CAPÍTULO I
El convulso tumulto del barco quedó paralizado un instante por un difuso relampagueo. A su alrededor, el espumoso embate del mar se apaciguó mientras las bien delineadas sombras de los marineros y de las jarcias surcaban la brillantemente iluminada cubierta del trirreme. Luego la luz se desgajó y la oscuridad se apoderó una vez más de la embarcación. Unas bajas nubes negras flotaban en el cielo y, provenientes del norte, se deslizaban sobre el gris oleaje. Todavía no había caído la noche, aunque los aterrorizados miembros de la tripulación y del pasaje tenían la sensación de que ya hacía mucho que el sol había abandonado el mundo. Sólo la débil mancha en un tono más claro de gris a lo lejos, al oeste, señalaba su paso. El convoy se había dispersado completamente y el prefecto al mando de la escuadra de trirremes, recién puesta en el servicio activo, soltó una maldición, enojado. Con una mano firmemente agarrada a un estay, el prefecto utilizó la otra mano para protegerse los ojos de las heladas salpicaduras mientras escudriñaba las efervescentes crestas de las olas que los rodeaban. Únicamente eran visibles dos barcos de su escuadra, unas oscuras siluetas que se alzaban ante la vista mientras que su buque insignia se elevaba en lo alto de una enorme ola. Las dos embarcaciones se encontraban a una gran distancia hacia el este y tras ellas iría el resto del convoy, diseminado en el océano embravecido. Aún podrían llegar a la entrada del canal que conducía tierra adentro hasta Rutupiae. Pero para el buque insignia no había esperanzas de alcanzar la gran base de abastecimiento que equipaba y alimentaba al ejército romano. Más al interior las legiones se hallaban emplazadas sin peligro en sus cuarteles de invierno de Camuloduno, a la espera de la renovación de la campaña de conquista de Britania. A pesar de los enormes esfuerzos de los hombres que estaban a los remos, la embarcación era arrastrada lejos de Rutupiae.

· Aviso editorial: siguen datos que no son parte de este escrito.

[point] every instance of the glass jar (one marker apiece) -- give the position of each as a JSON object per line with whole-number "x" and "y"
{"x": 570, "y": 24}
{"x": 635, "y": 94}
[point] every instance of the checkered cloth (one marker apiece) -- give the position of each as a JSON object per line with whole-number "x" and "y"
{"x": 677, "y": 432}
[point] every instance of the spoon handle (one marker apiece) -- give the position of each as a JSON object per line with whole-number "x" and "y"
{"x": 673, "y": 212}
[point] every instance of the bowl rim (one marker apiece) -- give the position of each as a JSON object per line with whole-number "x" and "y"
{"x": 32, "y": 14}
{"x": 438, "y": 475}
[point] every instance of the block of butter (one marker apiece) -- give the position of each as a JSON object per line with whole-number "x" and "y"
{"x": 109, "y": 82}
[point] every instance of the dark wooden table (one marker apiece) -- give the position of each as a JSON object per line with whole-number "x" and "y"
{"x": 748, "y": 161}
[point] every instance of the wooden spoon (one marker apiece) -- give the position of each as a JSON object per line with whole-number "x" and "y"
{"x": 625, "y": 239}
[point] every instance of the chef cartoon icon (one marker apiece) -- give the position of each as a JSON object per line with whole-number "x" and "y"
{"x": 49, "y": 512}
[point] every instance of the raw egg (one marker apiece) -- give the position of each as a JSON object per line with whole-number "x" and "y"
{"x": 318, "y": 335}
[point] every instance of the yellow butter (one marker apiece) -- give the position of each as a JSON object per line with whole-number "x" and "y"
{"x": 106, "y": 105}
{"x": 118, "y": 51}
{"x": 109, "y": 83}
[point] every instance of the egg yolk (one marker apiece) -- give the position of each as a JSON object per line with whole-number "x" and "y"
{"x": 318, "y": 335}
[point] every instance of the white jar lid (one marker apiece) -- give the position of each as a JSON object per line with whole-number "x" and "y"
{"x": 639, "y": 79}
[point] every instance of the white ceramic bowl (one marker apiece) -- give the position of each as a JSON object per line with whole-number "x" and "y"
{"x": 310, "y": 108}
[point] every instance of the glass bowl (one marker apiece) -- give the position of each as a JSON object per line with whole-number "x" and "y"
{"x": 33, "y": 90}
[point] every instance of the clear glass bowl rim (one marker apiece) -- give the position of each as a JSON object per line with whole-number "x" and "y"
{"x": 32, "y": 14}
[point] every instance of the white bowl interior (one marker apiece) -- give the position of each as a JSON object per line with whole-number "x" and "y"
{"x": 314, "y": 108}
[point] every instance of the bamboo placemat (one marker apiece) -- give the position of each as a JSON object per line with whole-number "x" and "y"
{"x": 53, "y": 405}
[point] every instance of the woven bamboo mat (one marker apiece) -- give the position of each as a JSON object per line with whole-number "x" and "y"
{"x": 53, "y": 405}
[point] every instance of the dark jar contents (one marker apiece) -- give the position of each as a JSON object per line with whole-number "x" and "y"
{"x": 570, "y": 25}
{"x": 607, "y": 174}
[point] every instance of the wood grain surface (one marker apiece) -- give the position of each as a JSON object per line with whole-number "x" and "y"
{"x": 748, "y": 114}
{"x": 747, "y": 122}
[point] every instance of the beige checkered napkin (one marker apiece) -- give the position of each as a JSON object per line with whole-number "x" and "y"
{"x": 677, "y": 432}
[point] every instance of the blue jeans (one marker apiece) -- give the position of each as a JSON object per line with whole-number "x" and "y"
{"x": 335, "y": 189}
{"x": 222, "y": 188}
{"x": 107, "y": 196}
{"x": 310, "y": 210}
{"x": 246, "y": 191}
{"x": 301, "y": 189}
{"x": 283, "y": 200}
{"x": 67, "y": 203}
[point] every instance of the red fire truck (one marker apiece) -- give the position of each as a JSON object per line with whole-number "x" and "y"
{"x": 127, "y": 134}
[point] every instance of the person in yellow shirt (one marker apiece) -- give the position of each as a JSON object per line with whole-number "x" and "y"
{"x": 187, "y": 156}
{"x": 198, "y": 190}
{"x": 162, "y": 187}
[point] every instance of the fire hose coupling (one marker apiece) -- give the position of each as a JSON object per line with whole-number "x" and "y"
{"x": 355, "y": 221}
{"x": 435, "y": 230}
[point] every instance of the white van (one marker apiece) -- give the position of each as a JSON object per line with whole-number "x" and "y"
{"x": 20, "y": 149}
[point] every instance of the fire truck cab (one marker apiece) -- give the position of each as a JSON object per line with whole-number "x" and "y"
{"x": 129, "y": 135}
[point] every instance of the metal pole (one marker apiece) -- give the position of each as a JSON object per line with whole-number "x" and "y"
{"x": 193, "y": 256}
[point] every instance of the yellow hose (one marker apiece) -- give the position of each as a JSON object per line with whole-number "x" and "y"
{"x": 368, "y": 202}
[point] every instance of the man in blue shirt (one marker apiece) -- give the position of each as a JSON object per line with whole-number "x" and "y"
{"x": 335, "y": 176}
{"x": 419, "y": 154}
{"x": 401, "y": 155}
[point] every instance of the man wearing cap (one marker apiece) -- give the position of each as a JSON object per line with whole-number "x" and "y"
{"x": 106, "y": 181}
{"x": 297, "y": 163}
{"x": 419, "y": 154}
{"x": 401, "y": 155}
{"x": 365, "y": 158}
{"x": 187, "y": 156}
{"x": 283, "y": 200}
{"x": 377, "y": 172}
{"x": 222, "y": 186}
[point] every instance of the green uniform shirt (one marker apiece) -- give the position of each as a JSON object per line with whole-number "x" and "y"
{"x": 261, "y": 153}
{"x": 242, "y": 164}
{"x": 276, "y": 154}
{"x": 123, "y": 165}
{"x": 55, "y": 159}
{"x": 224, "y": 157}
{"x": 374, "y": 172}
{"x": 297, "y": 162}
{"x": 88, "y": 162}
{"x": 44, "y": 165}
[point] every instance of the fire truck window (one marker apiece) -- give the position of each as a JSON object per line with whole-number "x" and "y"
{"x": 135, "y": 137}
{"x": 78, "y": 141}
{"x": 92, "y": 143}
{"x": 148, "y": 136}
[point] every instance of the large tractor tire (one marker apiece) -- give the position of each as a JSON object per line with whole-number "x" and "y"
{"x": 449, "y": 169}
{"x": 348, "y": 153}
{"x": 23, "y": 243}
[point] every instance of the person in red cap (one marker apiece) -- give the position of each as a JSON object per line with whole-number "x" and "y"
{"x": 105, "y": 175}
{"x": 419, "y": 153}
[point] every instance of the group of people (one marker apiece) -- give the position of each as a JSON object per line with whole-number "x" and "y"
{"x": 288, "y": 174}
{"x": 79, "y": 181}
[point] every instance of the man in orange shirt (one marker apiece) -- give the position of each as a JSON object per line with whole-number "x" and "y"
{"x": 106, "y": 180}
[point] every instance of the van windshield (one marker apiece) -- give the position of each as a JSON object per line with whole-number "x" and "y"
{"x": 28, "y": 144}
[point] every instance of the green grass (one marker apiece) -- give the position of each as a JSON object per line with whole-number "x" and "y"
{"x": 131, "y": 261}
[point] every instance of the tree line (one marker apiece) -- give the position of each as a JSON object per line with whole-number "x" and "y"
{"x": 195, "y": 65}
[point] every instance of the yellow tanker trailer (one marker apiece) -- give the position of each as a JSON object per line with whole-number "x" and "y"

Al mirar por encima del oleaje hacia la oscura línea de la costa britana, el prefecto admitió con amargura que la tormenta lo había vencido y pasó la orden de que se subieran los remos. Mientras él consideraba sus opciones la tripulación se apresuró a izar una pequeña vela triangular en la proa para ayudar a estabilizar el barco. Desde que se había emprendido la invasión el verano anterior, el prefecto había atravesado aquel tramo de mar montones de veces, pero nunca en tan terribles condiciones. A decir verdad, nunca había visto cambiar el tiempo con tanta rapidez. Aquella mañana, que tan lejana parecía entonces, el cielo estaba despejado y un fresco viento del sur prometía una pronta travesía desde Gesoriaco. Normalmente ningún barco se hacía a la mar en invierno, pero el ejército del general Plautio andaba escaso de provisiones. La estrategia del jefe britano, Carataco, de arrasar todo lo que podía serle útil al enemigo significaba que las legiones dependían de un constante suministro de grano del continente que les permitiera pasar el invierno sin reducir las reservas necesarias para continuar la campaña en primavera. Así pues, los convoyes habían seguido cruzando el canal siempre que el tiempo lo permitía. Aquella mañana la pérfida naturaleza había engañado al prefecto y le había hecho dar la orden a sus embarcaciones cargadas de provisiones de zarpar rumbo a Noviomago sin imaginarse que la tormenta iba a sorprenderlos.